Death by 10,000 clicks: electronic health records

Electronic health records (EHRs), once promising to revolutionize healthcare, are becoming a burden. We audited EHR logs at our institution, the University of California San Francisco, to examine the work of our neurosurgery residents and gain a better understanding of benefits and burdens. The results shocked us: On-call residents spent 20 hours a day logging into the EHR in a single shift.

When we shared these results with the residents, they were not surprised. They feel that the burden of EHR is there every day.

The promise and disappointment of the EHR

There are many benefits of EHR. Gone are the days of hunting for films in the radiology basement, searching the floor for that missing chart, or deciphering the notoriously bad doctor’s handwriting. For patients who have a common place of care, having quick access to their past records is valuable.

We considered that perhaps this hectic work has been replaced by more efficient EHR workflows. To see if this was the case, we examined what tasks residents were performing when interacting with certain areas of the EHR. This “active time” (any time spent moving the mouse or clicking on the keyboard in the patient chart) totals 9 hours per shift, but excludes computer activities outside of the patient chart, specifically imaging review . This active time log revealed a number of inefficiencies, such as spending an average of 45 minutes per day searching for orders, matching orders, and navigating order decision support tools. This deep dive showed us that the work of old has been replaced by a bad EHR burden.

Our program is not unique in this regard. Surgery residents spend approximately 8 months of their 5 years of training at the EHR. Residents regularly perform EHR work outside of the hospital, completing about one-third of it from home. It’s even worse for non-surgical residents, who spend about 40% of their time on the EHR and only 12% on direct patient care. Over 90% of residents say documentation responsibilities are excessive, and they take away time with patients.

The EHR burden doesn’t just affect residents. One trauma surgery required 73 full 24-hour days to complete the documentation required for 1 year of billing alone. In ambulatory practice, physicians spend 2 hours at the computer for every 1 hour of patient time.
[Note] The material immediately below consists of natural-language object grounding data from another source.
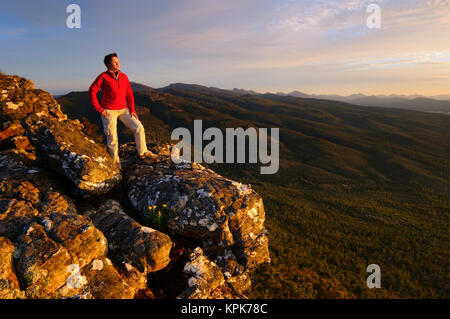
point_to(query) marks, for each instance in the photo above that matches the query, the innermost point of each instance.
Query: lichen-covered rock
(204, 276)
(96, 280)
(49, 250)
(78, 235)
(9, 285)
(63, 147)
(18, 98)
(27, 194)
(142, 247)
(202, 205)
(42, 264)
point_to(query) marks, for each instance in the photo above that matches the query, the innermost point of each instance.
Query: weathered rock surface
(63, 147)
(32, 119)
(130, 243)
(202, 205)
(9, 285)
(55, 245)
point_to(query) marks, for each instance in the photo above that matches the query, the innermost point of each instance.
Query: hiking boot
(148, 154)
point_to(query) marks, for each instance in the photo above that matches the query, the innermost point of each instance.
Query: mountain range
(357, 185)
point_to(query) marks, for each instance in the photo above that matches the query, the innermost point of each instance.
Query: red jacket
(115, 93)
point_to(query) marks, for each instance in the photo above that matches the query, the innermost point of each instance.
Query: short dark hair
(108, 58)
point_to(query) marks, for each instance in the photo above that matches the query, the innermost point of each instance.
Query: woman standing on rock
(116, 94)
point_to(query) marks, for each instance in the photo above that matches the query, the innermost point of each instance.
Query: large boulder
(32, 120)
(222, 213)
(18, 98)
(130, 243)
(62, 146)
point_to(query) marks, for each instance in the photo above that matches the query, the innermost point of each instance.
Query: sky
(314, 46)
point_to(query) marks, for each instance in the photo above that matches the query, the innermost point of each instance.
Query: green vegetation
(356, 186)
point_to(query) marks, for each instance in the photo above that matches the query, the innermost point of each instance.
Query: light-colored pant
(110, 130)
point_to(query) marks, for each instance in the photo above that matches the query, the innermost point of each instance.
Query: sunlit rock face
(52, 246)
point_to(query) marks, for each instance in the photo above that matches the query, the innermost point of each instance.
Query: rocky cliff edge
(73, 226)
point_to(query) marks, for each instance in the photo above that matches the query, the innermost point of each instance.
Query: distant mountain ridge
(435, 104)
(355, 184)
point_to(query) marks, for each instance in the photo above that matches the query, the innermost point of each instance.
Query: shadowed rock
(142, 247)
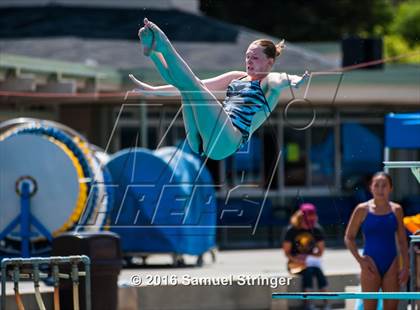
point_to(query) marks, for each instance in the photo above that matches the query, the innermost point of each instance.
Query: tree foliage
(298, 20)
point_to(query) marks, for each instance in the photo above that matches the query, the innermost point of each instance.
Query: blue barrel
(164, 202)
(68, 181)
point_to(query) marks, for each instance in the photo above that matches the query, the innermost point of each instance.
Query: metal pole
(3, 283)
(344, 295)
(86, 261)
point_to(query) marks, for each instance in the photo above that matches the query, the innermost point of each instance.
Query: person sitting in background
(304, 246)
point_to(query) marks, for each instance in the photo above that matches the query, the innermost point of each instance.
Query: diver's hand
(296, 81)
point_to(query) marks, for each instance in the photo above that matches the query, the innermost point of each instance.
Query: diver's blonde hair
(270, 49)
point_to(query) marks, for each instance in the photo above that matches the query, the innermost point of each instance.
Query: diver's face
(256, 61)
(380, 187)
(309, 220)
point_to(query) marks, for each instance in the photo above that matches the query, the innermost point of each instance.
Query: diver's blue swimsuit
(243, 100)
(379, 232)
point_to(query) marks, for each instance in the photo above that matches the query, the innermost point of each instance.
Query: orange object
(412, 223)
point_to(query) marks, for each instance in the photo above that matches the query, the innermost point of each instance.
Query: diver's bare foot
(146, 37)
(160, 41)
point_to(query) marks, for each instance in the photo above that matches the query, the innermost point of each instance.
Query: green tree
(407, 22)
(298, 20)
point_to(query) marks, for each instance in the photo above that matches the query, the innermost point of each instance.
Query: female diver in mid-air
(214, 129)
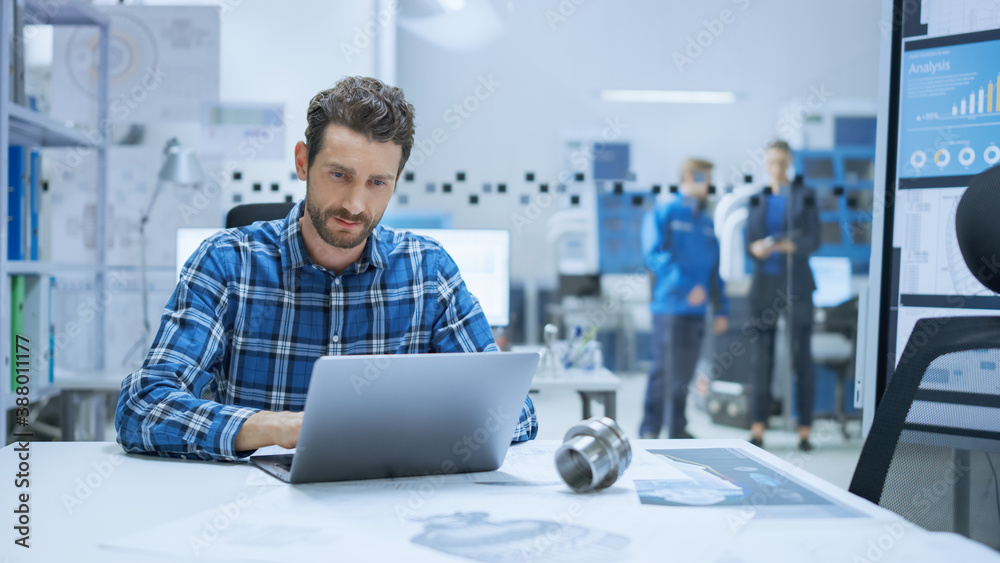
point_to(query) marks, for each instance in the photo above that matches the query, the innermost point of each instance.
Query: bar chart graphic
(949, 115)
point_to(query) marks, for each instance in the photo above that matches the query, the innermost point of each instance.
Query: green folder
(16, 323)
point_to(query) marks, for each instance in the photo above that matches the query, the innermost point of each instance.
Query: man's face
(696, 183)
(348, 185)
(777, 164)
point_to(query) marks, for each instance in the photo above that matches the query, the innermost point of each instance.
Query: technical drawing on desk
(727, 477)
(473, 536)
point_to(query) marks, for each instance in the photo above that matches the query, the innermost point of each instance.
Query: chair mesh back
(937, 477)
(933, 453)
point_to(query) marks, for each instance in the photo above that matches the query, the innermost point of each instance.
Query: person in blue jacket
(680, 248)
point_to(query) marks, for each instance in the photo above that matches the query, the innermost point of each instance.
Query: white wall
(553, 57)
(770, 53)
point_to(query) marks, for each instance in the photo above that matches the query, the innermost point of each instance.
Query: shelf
(38, 267)
(37, 394)
(61, 12)
(35, 129)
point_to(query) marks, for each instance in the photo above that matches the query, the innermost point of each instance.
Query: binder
(35, 176)
(52, 333)
(16, 175)
(37, 326)
(16, 323)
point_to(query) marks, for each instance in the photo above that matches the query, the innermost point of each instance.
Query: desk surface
(91, 502)
(584, 380)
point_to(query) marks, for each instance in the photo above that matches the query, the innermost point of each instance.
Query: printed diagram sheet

EHR use linked to physician burnout, a problem that costs the US billions of dollars

We found that many inefficiencies stem from Medicare regulations. The Fair Use Criteria program is a good example. It was developed to reduce unnecessary imaging ordered by physicians. When ordering a CT or MRI, the physician must click a few boxes to ensure that the order is appropriate for the diagnosis. In our EHR audit, we found that this adds only a few minutes of computer time to residents’ days. However, there is no evidence that this regulation reduces unnecessary imaging. We believe this is completely unnecessary. There are many other rules that add a few minutes here and a few minutes there. This is death by 10,000 clicks.

offloading measures

To overcome these inefficiencies, their systematic identification is necessary. Our study, with its granular breakdown of EHR functions, was just a start. There are many regulations around billing, coding, value-based reimbursement, and physician order entry that are adding to the EHR burden. It was easy to add to these many regulations — it would be difficult to identify and eliminate them. The Centers for Medicare and Medicaid Services “Patients Over Paperwork” initiative was a good start, as it eased some of the documentation requirements for physician notes. This effort should continue.
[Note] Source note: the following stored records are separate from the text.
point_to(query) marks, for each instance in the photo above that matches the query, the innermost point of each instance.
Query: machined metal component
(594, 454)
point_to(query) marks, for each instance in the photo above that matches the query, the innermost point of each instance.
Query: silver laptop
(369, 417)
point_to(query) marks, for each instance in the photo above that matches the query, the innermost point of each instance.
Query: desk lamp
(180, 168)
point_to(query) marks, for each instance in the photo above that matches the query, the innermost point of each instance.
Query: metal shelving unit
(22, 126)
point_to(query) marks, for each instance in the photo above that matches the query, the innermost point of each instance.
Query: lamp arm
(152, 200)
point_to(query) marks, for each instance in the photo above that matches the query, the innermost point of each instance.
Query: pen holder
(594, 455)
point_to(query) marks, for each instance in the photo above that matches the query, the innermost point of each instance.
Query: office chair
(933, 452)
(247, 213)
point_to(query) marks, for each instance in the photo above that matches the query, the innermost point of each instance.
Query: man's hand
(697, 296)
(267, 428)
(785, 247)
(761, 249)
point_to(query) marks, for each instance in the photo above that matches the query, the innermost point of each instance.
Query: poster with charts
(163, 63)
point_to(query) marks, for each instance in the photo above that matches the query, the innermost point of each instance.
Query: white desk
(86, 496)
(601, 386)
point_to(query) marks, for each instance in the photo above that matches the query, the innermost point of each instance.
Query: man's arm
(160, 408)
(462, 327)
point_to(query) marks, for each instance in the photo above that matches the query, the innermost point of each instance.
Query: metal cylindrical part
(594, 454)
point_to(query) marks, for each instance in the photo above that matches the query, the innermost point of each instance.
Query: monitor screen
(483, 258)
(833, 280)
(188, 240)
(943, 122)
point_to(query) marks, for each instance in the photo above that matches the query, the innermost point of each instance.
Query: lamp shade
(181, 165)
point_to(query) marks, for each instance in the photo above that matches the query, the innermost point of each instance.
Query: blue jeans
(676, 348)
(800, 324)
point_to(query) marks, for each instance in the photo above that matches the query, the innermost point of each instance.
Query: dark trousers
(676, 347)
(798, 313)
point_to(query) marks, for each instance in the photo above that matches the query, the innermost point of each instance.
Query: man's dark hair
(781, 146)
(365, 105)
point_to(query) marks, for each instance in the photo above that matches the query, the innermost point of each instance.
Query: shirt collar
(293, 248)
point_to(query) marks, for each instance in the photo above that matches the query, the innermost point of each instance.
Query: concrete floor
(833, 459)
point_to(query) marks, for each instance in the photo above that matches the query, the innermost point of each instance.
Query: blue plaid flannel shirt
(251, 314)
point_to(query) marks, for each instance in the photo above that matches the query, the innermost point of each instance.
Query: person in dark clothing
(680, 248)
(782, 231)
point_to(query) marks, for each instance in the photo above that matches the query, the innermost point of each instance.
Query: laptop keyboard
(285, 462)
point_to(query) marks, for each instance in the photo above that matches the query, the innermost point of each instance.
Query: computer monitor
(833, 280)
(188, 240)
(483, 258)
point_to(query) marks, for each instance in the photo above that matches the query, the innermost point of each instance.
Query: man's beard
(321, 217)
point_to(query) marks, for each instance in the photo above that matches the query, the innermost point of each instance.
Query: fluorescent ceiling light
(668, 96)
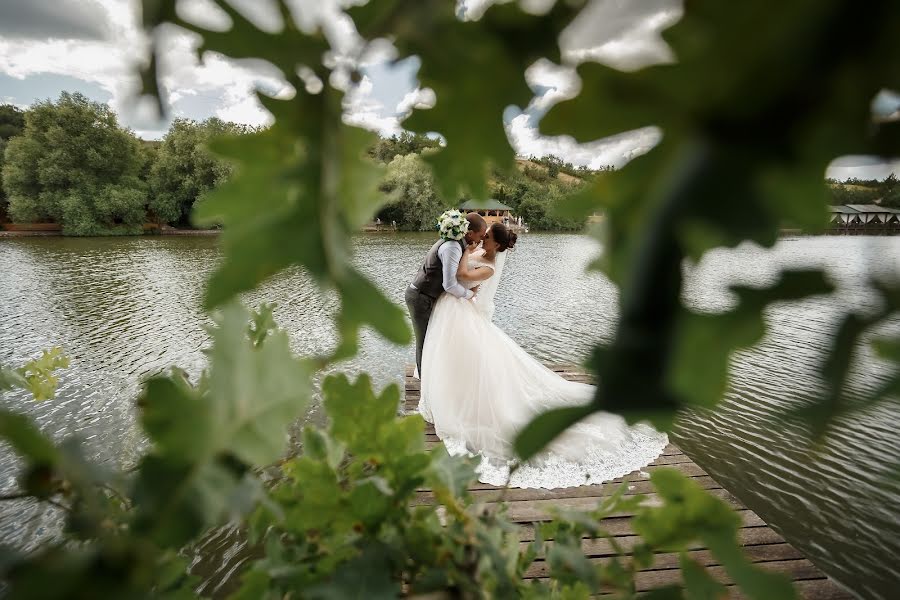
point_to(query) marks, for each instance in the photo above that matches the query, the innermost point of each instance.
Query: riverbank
(13, 230)
(129, 307)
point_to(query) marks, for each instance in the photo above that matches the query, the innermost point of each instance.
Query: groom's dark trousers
(420, 307)
(423, 292)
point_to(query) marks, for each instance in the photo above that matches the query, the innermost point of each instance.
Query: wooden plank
(620, 526)
(808, 589)
(540, 510)
(747, 536)
(668, 561)
(527, 507)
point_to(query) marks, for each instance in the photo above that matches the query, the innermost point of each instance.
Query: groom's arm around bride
(438, 273)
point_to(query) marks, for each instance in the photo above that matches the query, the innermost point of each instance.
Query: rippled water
(126, 308)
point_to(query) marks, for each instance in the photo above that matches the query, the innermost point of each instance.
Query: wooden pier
(761, 544)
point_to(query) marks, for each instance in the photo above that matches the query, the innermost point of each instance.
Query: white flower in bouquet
(452, 225)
Some of the inefficiencies come from the EHR itself. Physicians often have little say in which EHR is selected and how it is set up. However, in physician-owned hospitals, where doctors have more input, their satisfaction with the EHR improved and they reported more positive perceptions of the time spent on documentation. Reversing the virtual ban on physician-owned hospitals would give physicians more authority in purchasing EHRs, shifting the burden of computers toward a market that is less burdensome.

Of course, increasing advanced practice provider support helps offload the remaining EHR tasks. It is encouraged by the Accreditation Council for Graduate Medical Education (ACGME). However, mindless administrative tasks should be eliminated, not simply transferred to other employees. This shifting burden explains why healthcare must employ more and more workers to care for the same number of patients. Advanced practice providers don’t want to be burdened with mindless administrative tasks.

What don’t help are mandatory wellness programs, doctor appreciation days, or EHR training sessions. In fact, our data showed no improvement in EHR efficiency as trainees became more experienced. The problem doesn’t come from a lack of mental toughness, fitness or ambition. It is built into the system.


As neurosurgeons, we must advocate for policies that reduce administrative burden. This is detracting from the educational experience of our trainees. Health care costs are rising because of the inefficiencies that come with EHRs. We must be aware of this to protect our residents and protect our industry. Reversing the growing EHR burden requires continued involvement in advocacy.

Anthony M. DiGiorgio, DO, MHA, is assistant professor in the Department of Neurological Surgery at the University of California San Francisco, and affiliated faculty at the Institute for Health Policy Studies. Praveen V. Mummaneni, MD, MBA, is the Joan O’Reilly Endowed Professor and Vice Chair of the Department of Neurological Surgery at the University of California San Francisco.


DiGiorgio receives research funding from The Mercatus Institute.